Malgré des études pionnières, les études sociologiques sont plus récentes encore.

Dénonciation et criminalisation croissantes du viol

Cette production de connaissances est la traduction d’un long processus de modification des sensibilités qui a fait éclore une volonté nouvelle de dévoilement des violences sexuelles.

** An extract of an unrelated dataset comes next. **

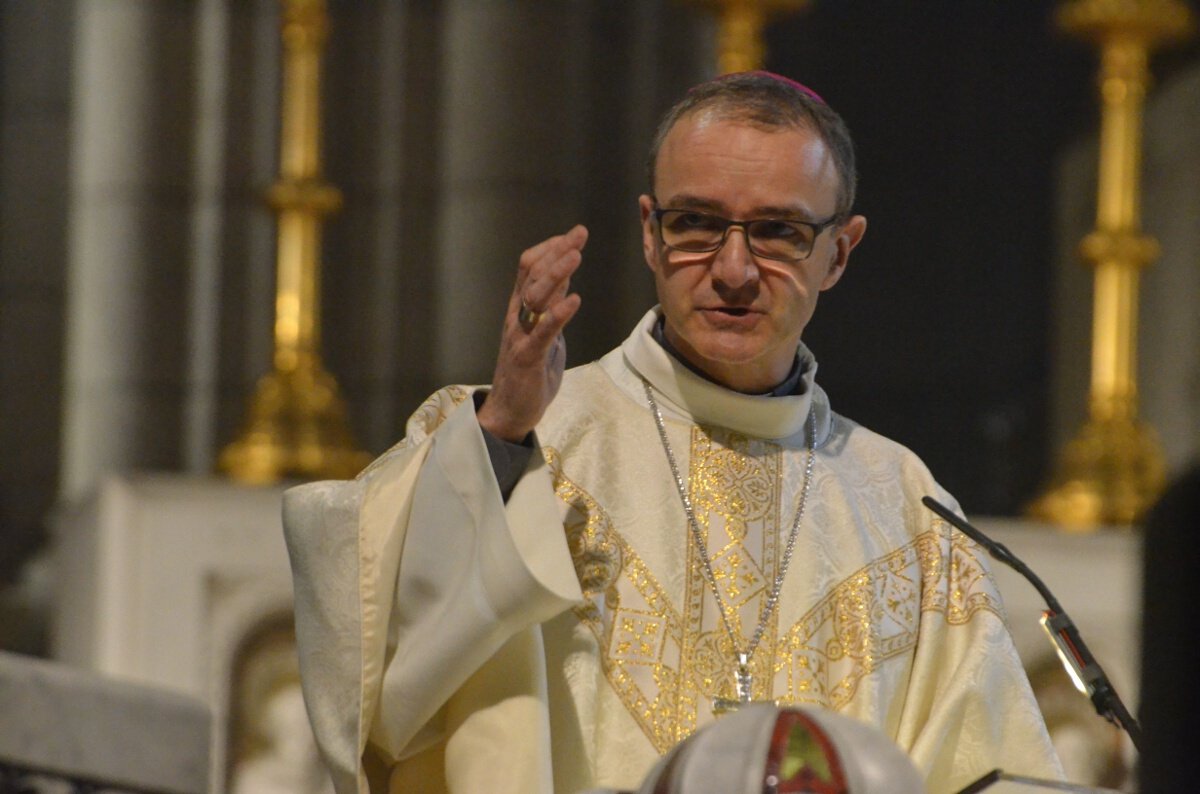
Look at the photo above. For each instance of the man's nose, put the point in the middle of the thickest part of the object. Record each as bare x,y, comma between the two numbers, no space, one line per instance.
733,264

Depuis la Révolution française jusqu’aux luttes féministes des années 1970, la banalisation du viol a été dénoncée afin d’encourager la judiciarisation de ces faits longtemps laissés à la seule régulation des mœurs et aux arrangements entre les parties ou leurs familles.

La première enquête de victimation en France (l’enquête ENVEFF en 2000), portant spécifiquement sur les violences faites aux femmes, rapporte que 2,7 % des femmes interrogées ont été victimes d’un rapport sexuel forcé au cours de leur vie. Dans l’enquête de l’INED, réalisée six ans plus tard auprès d’un échantillon mixte, ce sont 6,8 % des femmes et 1,5 % des hommes qui déclarent avoir subi au moins un viol au cours de leur vie.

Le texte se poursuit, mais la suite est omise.